American Doctor Who Narrowly Escaped Ebola Death Shares Experience at UCSF

By Laura Kurtzman

Ian Crozier, before he became sick with ebola, gathered with survivors and a nurse in Kenema, Sierra Leone. Photo by Jackson Amone/World Health Organization

He’s lost 30 pounds and a third of his hair. His short-term memory still hasn’t returned to what it was three months ago, when he became so ill with Ebola that his lungs, kidneys and liver began to fail.

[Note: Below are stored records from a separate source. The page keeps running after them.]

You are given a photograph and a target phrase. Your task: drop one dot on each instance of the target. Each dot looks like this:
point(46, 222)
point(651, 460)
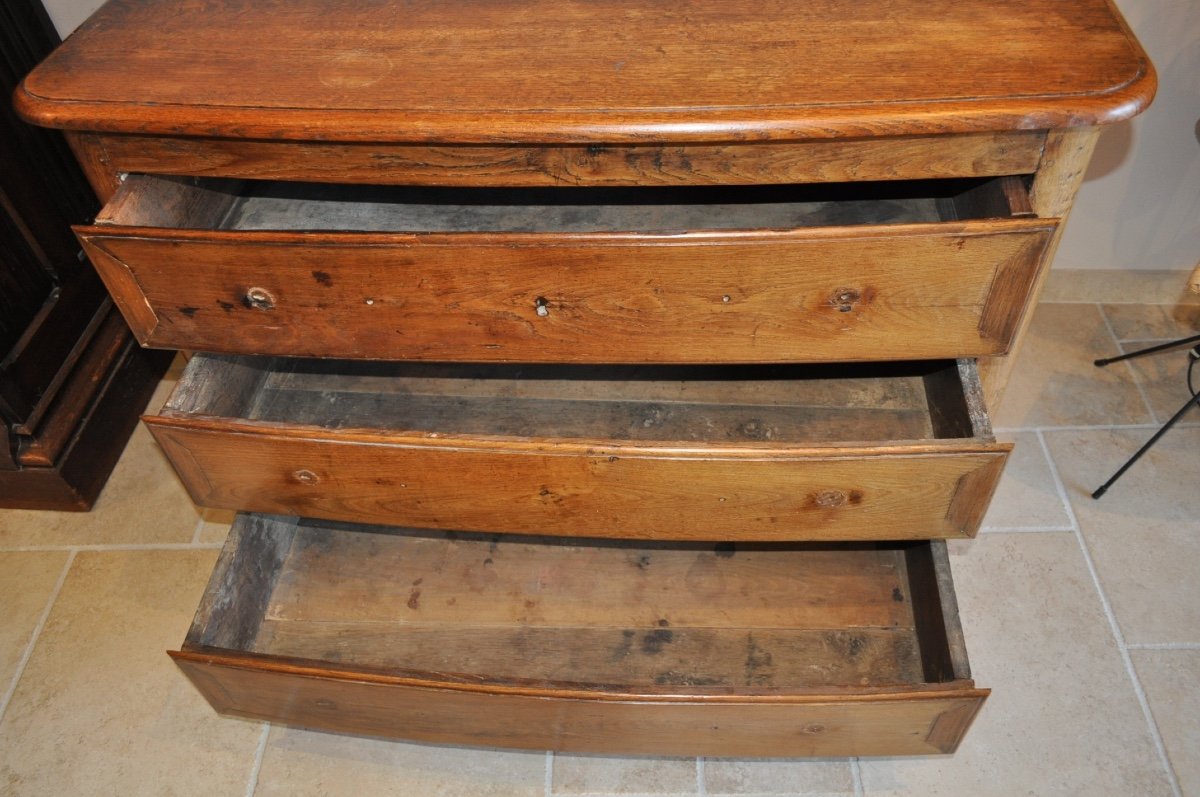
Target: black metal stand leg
point(1152, 349)
point(1175, 418)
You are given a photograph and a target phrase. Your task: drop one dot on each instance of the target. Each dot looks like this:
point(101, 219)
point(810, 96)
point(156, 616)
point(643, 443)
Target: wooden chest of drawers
point(606, 375)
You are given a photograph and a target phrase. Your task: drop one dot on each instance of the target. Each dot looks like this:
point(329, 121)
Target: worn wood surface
point(904, 157)
point(925, 723)
point(611, 71)
point(585, 646)
point(1053, 193)
point(701, 403)
point(750, 455)
point(539, 462)
point(617, 616)
point(809, 294)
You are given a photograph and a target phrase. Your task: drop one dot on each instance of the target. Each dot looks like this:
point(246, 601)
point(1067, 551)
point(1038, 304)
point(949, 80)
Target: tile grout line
point(1115, 628)
point(199, 527)
point(259, 753)
point(1132, 371)
point(856, 775)
point(115, 546)
point(35, 635)
point(1023, 529)
point(1073, 427)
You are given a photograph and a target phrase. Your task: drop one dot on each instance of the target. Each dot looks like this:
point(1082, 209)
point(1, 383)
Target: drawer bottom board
point(586, 645)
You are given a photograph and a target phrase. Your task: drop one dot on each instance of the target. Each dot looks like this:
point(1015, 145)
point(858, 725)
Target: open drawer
point(731, 274)
point(899, 450)
point(666, 648)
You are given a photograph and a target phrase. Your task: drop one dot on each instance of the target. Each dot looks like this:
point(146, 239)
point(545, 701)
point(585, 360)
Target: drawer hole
point(258, 299)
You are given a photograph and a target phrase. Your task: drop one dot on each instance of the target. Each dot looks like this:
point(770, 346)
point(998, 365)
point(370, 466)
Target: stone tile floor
point(1083, 616)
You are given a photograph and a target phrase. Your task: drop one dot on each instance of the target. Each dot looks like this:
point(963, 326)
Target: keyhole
point(845, 299)
point(258, 299)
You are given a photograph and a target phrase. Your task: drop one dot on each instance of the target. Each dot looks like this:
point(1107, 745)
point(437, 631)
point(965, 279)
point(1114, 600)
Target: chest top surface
point(544, 71)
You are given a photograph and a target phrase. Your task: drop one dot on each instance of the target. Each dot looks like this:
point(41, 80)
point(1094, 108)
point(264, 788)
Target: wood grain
point(820, 725)
point(851, 293)
point(588, 487)
point(1055, 186)
point(904, 157)
point(583, 646)
point(611, 71)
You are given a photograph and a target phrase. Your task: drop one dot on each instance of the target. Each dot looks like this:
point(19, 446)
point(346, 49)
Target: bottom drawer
point(605, 646)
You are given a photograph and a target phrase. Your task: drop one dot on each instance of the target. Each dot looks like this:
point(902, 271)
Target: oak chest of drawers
point(597, 376)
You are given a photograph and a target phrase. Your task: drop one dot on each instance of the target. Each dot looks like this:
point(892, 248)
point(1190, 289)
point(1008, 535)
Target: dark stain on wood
point(627, 645)
point(759, 664)
point(654, 641)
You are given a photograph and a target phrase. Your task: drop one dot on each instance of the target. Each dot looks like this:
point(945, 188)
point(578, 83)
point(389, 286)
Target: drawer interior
point(714, 405)
point(203, 203)
point(631, 617)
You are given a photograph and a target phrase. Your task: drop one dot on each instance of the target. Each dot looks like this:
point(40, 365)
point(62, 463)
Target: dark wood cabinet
point(72, 381)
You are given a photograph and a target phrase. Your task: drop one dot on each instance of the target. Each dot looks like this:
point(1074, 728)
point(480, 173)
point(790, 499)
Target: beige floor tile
point(1062, 718)
point(1026, 496)
point(215, 526)
point(143, 502)
point(305, 763)
point(604, 774)
point(101, 709)
point(1144, 534)
point(778, 777)
point(1163, 378)
point(1119, 286)
point(1170, 679)
point(1055, 383)
point(1152, 322)
point(27, 582)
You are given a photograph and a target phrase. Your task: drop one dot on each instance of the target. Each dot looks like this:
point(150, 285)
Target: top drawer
point(760, 274)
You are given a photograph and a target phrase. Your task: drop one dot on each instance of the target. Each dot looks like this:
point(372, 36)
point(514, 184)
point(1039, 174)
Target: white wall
point(67, 15)
point(1139, 207)
point(1140, 203)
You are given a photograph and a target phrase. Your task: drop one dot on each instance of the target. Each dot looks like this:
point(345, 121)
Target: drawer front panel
point(887, 492)
point(874, 293)
point(927, 724)
point(585, 646)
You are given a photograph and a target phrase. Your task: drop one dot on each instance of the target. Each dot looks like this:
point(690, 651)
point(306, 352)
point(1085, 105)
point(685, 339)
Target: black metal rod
point(1152, 349)
point(1193, 401)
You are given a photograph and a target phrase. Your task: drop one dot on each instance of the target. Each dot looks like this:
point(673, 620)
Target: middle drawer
point(892, 451)
point(744, 274)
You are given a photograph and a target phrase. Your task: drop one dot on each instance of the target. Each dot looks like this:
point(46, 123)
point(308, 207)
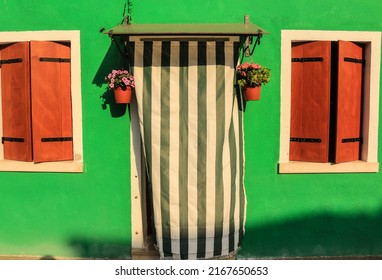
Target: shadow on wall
point(323, 235)
point(92, 249)
point(112, 60)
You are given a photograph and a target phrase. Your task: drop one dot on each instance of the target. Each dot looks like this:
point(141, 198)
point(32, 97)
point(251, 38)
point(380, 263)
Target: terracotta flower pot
point(252, 93)
point(123, 96)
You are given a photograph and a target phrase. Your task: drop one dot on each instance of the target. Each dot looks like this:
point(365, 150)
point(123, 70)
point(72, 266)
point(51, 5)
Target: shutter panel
point(310, 101)
point(15, 91)
point(51, 101)
point(348, 137)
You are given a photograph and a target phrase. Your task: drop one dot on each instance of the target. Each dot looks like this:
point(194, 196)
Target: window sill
point(313, 167)
point(59, 166)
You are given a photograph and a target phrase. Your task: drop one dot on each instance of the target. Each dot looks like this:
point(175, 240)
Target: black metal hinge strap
point(11, 139)
point(307, 59)
point(54, 59)
point(354, 60)
point(305, 140)
point(56, 139)
point(12, 60)
point(352, 140)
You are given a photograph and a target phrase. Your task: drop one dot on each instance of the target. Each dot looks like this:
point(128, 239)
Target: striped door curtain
point(192, 134)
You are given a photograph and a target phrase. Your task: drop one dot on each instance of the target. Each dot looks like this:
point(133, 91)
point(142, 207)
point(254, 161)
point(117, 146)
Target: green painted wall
point(88, 214)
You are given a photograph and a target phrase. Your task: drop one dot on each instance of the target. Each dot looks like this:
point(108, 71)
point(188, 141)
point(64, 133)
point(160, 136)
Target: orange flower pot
point(252, 93)
point(123, 96)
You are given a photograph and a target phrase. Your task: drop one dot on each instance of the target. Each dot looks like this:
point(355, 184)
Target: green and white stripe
point(192, 134)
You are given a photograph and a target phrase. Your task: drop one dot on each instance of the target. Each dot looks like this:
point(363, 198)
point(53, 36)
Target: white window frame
point(76, 165)
point(369, 153)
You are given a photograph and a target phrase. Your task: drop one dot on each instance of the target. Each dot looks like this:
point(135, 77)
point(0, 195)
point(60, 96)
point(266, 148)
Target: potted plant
point(250, 77)
point(122, 82)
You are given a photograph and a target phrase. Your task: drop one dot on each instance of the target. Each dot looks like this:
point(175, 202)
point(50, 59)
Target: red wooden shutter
point(310, 101)
point(51, 101)
point(348, 137)
point(15, 92)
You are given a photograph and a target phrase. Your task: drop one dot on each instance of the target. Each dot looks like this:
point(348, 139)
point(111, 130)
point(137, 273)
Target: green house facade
point(82, 194)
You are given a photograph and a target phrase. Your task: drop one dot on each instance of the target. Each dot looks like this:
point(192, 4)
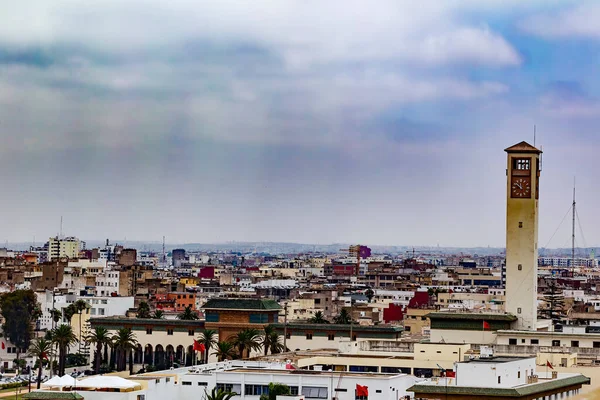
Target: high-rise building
point(523, 173)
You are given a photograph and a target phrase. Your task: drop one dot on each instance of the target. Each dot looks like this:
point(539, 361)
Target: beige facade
point(522, 234)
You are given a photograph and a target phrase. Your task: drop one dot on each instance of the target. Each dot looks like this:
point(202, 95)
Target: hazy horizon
point(294, 121)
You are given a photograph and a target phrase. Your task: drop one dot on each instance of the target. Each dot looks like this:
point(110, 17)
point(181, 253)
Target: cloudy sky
point(308, 121)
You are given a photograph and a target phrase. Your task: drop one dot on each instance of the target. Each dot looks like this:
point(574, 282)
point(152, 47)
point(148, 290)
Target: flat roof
point(499, 359)
point(542, 386)
point(309, 372)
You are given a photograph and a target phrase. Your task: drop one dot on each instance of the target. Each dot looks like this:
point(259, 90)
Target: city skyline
point(296, 122)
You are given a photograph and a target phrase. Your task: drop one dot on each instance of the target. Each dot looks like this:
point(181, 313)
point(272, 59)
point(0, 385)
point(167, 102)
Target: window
point(313, 392)
point(256, 390)
point(212, 317)
point(522, 164)
point(229, 387)
point(259, 318)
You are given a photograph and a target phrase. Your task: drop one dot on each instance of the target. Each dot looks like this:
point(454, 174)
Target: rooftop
point(542, 386)
point(242, 304)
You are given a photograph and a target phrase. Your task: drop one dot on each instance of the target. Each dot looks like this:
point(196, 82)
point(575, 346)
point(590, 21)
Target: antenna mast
point(573, 231)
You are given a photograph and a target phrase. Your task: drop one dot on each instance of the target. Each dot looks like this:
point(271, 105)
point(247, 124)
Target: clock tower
point(523, 173)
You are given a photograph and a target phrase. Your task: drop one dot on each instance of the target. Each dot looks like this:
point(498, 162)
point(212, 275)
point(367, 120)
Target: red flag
point(362, 391)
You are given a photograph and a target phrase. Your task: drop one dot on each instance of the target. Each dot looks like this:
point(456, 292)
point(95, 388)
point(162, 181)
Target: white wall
point(486, 373)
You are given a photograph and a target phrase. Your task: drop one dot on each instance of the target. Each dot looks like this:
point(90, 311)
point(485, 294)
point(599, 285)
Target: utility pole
point(285, 327)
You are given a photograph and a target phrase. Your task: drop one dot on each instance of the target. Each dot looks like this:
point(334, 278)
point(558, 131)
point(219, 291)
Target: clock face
point(521, 188)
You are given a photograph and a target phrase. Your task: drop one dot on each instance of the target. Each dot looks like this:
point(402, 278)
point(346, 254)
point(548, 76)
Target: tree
point(225, 351)
point(56, 315)
point(143, 310)
point(124, 343)
point(100, 337)
point(80, 305)
point(20, 310)
point(247, 340)
point(219, 394)
point(188, 314)
point(554, 301)
point(208, 338)
point(344, 318)
point(318, 318)
point(370, 294)
point(41, 350)
point(63, 337)
point(276, 389)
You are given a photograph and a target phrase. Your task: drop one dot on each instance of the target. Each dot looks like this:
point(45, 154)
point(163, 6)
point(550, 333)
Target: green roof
point(341, 327)
point(472, 316)
point(241, 304)
point(51, 395)
point(120, 320)
point(517, 391)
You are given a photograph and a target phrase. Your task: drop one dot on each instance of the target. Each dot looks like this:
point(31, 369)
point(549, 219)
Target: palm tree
point(56, 315)
point(80, 305)
point(124, 343)
point(208, 338)
point(63, 337)
point(188, 314)
point(247, 340)
point(219, 394)
point(344, 318)
point(266, 339)
point(99, 337)
point(318, 318)
point(225, 350)
point(40, 349)
point(143, 310)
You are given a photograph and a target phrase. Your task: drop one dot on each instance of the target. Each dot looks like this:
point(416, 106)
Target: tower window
point(522, 164)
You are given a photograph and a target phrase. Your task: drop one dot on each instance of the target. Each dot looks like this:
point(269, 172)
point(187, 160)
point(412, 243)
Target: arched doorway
point(170, 355)
point(159, 357)
point(138, 354)
point(148, 356)
point(180, 355)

But Ian Crozier, MD, who may well be the sickest patient to survive the disease so far, was alive and well at UC San Francisco on Tuesday and determined to tell his story of survival, which he quietly noted, “6,000 others cannot.”

Crozier, 44, an infectious disease specialist, worked for only three weeks in Kenema, Sierra Leone, before he got infected, although he still does not know how. He spent 40 days at Emory University Hospital in Atlanta, on a ventilator for two weeks and on dialysis for three, before he could finally go home. He decided at the outset to keep his identity private, to protect his family.

Ian Crozier, MD, who contracted Ebola while treating patients in Sierra Leone, spoke about his experience at UCSF on Dec. 9. Photo by Laura Kurtzman

Now, Crozier has begun to speak out about his ordeal, with effusive thanks to his caregivers at Emory.

Crozier, who was the featured speaker during a panel discussion on Ebola at UCSF, hopes the story of his illness and recovery will focus attention on the epidemic, which continues to spread, especially in Sierra Leone. Waving away talk of his own heroism, he points listeners instead to the everyday sacrifices of all of those who continue to fight the epidemic in West Africa, most of them in ways the world will never know.

“Against a very dark backdrop, people do remarkable things,” Crozier said. “Parents who’ve lost children take care of children who have lost parents.”

Before heading to Sierra Leone to work with the World Health Organization (WHO), Crozier was mentoring Ugandan doctors in complex HIV management at the Infectious Diseases Institute (IDI) in Kampala, which was started with help from the Accordia Global Health Foundation, the group that sponsored Crozier’s visit.

Overcoming Fear to Fight the Disease

Alex Coutinho, who headed the IDI from 2007 to 2014, and helped treat previous Ebola outbreaks in Uganda, said it was natural for people in the United States to fear such a strange and terrifying disease, just as they feared HIV during the early years of the AIDS epidemic.

Yet Coutinho said the public is also learning from the disease. “People will understand better how to deal with Ebola next time,” he said, adding that there will be a next time, for this disease and for other, as yet, unknown threats.

Coutinho said how Ebola works is still largely a mystery. Why, for instance, do only half the family members of Ebola victims cared for at home become infected? Why does the risk of death increase as people age? And why do 95 percent of pregnant women infected with Ebola die?

Coutinho cautioned that everyone should remember that the Ebola epidemic kills many more people than just those who become infected, when chaos and fear bring down entire health systems, and people can no longer get care for treatable diseases, like malaria, HIV and tuberculosis. These deaths, he said, most likely surpass the numbers of Ebola casualties in the countries where it is endemic.

“It’s the mothers and the children who suffer,” Coutinho said.

Building Stronger Health Systems

More than 6,000 people have now died from Ebola in West Africa. Far fewer have survived infection. Crozier pulled through, despite his catastrophic symptoms, because of the “incredible, unparalleled care” he received at Emory and possibly also the antibodies he received from Will Pooley, the British nurse he had diagnosed and then evacuated from Sierra Leone to Great Britain just before he himself got sick.

“I went to his room in PPE,” Crozier recalled. “We didn’t need words, really.”

Many other health care workers, almost all of them African, have not made it. According to the WHO, nearly 350 of the more than 600 infected so far have died.

Others on the panel with Crozier searched for ways to understand the outbreak: Why did this one spin out of control when all previous outbreaks had been contained quickly? What can the scientific world do now to help? What would prevent it from happening again?

Jaime Sepulveda, MD, DSc, executive director of UCSF Global Health Sciences, said the West African Ebola outbreak was a “failure of our whole global health architecture.”

Warner Greene, MD, PhD, director of the Gladstone Institute of Virology & Immunology and executive chair at Accordia, said the answer was to support more institutes like the IDI, to build up the scientific capacity in African medical centers.

“The center of excellence model is the way forward in Africa,” he said.

Crozier said it would be the personal stories – of unimaginable loss and suffering, as well as courage – that ultimately would enable people to overcome their fear and find ways to help. He hopes the next chapter in his own story will be to return to West Africa.